Selection of a human anti-progesterone antibody fragment from a transgenic mouse library by ARM ribosome display.

摘要

In antibody-ribosome-mRNA complex (ARM) ribosome display, stable complexes of nascent protein, mRNA and ribosomes are produced in a eukaryotic in vitro expression system, through coupled transcription and translation of DNA lacking a 3' stop codon. Selection of the protein simultaneously captures the relevant mRNA, which is recovered as DNA by coupled reverse transcription-polymerase chain reaction (RT-PCR) performed on the intact complexes. Here, we describe the use of ARM display to select a specific human antibody fragment from a transgenic mouse library. The mice carry unrearranged gene segments of the human heavy (H) and kappa light (L) chain loci, while the endogenous murine H and kappa loci are functionally silenced; they respond to immunisation by production of fully human IgM antibodies. A library encoding human single-chain (sc) antibody (V(H)/K) fragments, in which V(H) domains and kappa light chains were combined at random by PCR, was prepared from spleen cells of transgenic mice immunised with progesterone-bovine serum albumin (BSA). Library diversity was demonstrated by sequencing. Progesterone-binding fragments were selected over five cycles of ARM display and the selected DNA cloned and expressed in Escherichia coli.

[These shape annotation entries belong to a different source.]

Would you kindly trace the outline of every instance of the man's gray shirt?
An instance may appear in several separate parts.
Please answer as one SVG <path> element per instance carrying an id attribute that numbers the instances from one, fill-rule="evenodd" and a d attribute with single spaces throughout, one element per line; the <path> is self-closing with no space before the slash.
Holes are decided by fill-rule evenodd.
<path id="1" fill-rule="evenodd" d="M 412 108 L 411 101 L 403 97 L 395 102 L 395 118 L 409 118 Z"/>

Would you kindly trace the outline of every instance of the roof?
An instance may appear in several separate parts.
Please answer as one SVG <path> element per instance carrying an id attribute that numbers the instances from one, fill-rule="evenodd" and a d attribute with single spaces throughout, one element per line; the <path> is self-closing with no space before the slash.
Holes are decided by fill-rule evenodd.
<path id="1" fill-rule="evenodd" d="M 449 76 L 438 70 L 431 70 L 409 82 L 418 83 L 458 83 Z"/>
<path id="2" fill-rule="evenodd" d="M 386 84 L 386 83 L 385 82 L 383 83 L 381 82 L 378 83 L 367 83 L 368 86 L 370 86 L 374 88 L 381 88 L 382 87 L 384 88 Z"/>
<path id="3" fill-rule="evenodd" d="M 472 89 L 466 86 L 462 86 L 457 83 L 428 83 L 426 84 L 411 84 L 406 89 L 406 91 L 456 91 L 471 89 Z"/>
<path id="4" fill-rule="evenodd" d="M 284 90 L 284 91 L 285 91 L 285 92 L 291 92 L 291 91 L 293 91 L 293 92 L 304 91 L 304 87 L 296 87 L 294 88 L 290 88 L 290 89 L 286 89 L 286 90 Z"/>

Soluble V(H)/K fragments obtained in periplasmic extracts had the same specificity as ribosome-bound V(H)/K, supporting the view that folding and specificity of the displayed and soluble proteins are equivalent. The affinity of the expressed V(H)/K was approximately 10(-8) M. Sequencing showed that ARM display selected a single V(H)/V(L) combination (V(H)1-2, Vkappa4-1) and rearrangement, with a few mutational differences between clones. Monoclonal antibodies against progesterone-BSA obtained from hybridomas were encoded by the same V(H) and V(L) segments and had similar properties to the fragments obtained in vitro. The combination of ribosome display and transgenic mouse technologies is a rapid means of generating fully human antibody fragments in vitro for expression and further manipulation.